C’est à son caractère entier, indépendant et volontiers rebelle que David doit sa reconversion dans la coutellerie, sa seconde vie professionnelle; l’homme apprécie en effet de pouvoir mener sa barque comme il l’entend, loin de toute forme d’autorité. A le voir évoluer aujourd’hui avec bonheur, seul dans sa forge et son atelier, entouré d’enclumes, de presses et autre marteau-pilon, difficile d’imaginer meilleur choix. Seul et visiblement heureux de l’être.

Les débuts n’ont pas été faciles pour autant. « Après plusieurs formations auprès de maîtres forgerons et couteliers renommés, il m’a fallu dénicher les indispensables machines et outils - et ils sont nombreux! - afin de monter la structure. » Une gageure pour celui qui ne reprend pas l’activité d’un collègue partant à la retraite, l’obligeant à parcourir durant de longs mois l’Hexagone de fond en comble avant de pouvoir véritablement entamer son activité.

« C’est en forgeant que l’on devient forgeron, comme le dit justement le proverbe; ainsi j’ai commencé par commettre passablement d’erreurs, et appris progressivement d’elles.

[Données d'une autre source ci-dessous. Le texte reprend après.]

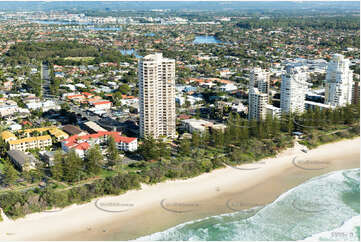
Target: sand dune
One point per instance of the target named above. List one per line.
(160, 206)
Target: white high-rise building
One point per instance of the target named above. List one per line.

Car si la théorie s’acquiert assez vite, l’expérience nécessaire à une bonne maîtrise de tous les tours de main nécessite beaucoup de temps dans ce métier », détaille l’artisan.

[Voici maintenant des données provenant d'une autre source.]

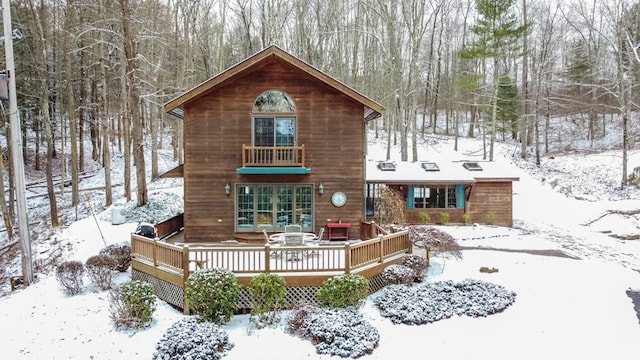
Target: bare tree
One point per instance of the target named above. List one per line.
(134, 100)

David aurait pu se faciliter la tâche et gagner du temps en optant pour une forge à gaz, par exemple. Mais ce n’est pas le genre de la maison. Il s’échine à dénicher du charbon de bois naturel et à le concasser afin qu’il brûle plus facilement, avant d’attiser le feu en actionnant manuellement un soufflet aussi gigantesque qu’antédiluvien. « Une nécessité pour qui souhaite travailler selon les règles de l’art », précise le forgeron. Le travail, exigent physiquement et imprimant au corps de celui qui l’exerce de nombreux stigmates, s’effectue pourtant dans une grande sérénité. La forge ronronne dans la pénombre, obéissant au rythme lent et profond de l’air pulsé, laissant parfois jaillir quelques étincelles qui s’élèvent dans la haute cheminée aménagée dans l’ancienne grange.

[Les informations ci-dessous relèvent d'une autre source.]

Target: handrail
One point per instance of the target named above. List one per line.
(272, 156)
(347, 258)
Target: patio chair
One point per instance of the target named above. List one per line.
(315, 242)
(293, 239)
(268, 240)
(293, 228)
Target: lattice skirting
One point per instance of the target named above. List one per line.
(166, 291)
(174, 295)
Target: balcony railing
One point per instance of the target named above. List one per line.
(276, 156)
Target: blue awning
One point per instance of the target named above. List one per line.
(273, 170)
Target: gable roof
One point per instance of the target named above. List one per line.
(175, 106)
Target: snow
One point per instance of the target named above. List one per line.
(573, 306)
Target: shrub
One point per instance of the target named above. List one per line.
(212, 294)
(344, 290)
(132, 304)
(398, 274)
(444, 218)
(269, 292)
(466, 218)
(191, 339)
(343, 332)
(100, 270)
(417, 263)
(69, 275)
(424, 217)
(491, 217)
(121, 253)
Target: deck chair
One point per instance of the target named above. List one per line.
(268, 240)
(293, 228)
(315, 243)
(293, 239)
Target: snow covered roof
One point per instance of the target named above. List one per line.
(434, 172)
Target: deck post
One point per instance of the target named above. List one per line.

Puis vient le temps du façonnage du métal chauffé à blanc. Du bloc d’acier brut - il en existe de nombreuses qualités, composées de fer et de carbone dans des proportions variables et pouvant être assemblées en couches successives selon une technique spécifique à l’« acier de Damas » - naît peu à peu la lame, passant de la braise rougeoyante du foyer au marteau-pilon, puis à l’enclume, dans un vacarme assourdissant. Le métal refroidissant peu à peu, la couleur de la pièce vire progressivement du blanc au jaune, à l’orange, au rouge, avant de « s’éteindre » et de nécessiter de repasser au feu pour être façonnée à nouveau. 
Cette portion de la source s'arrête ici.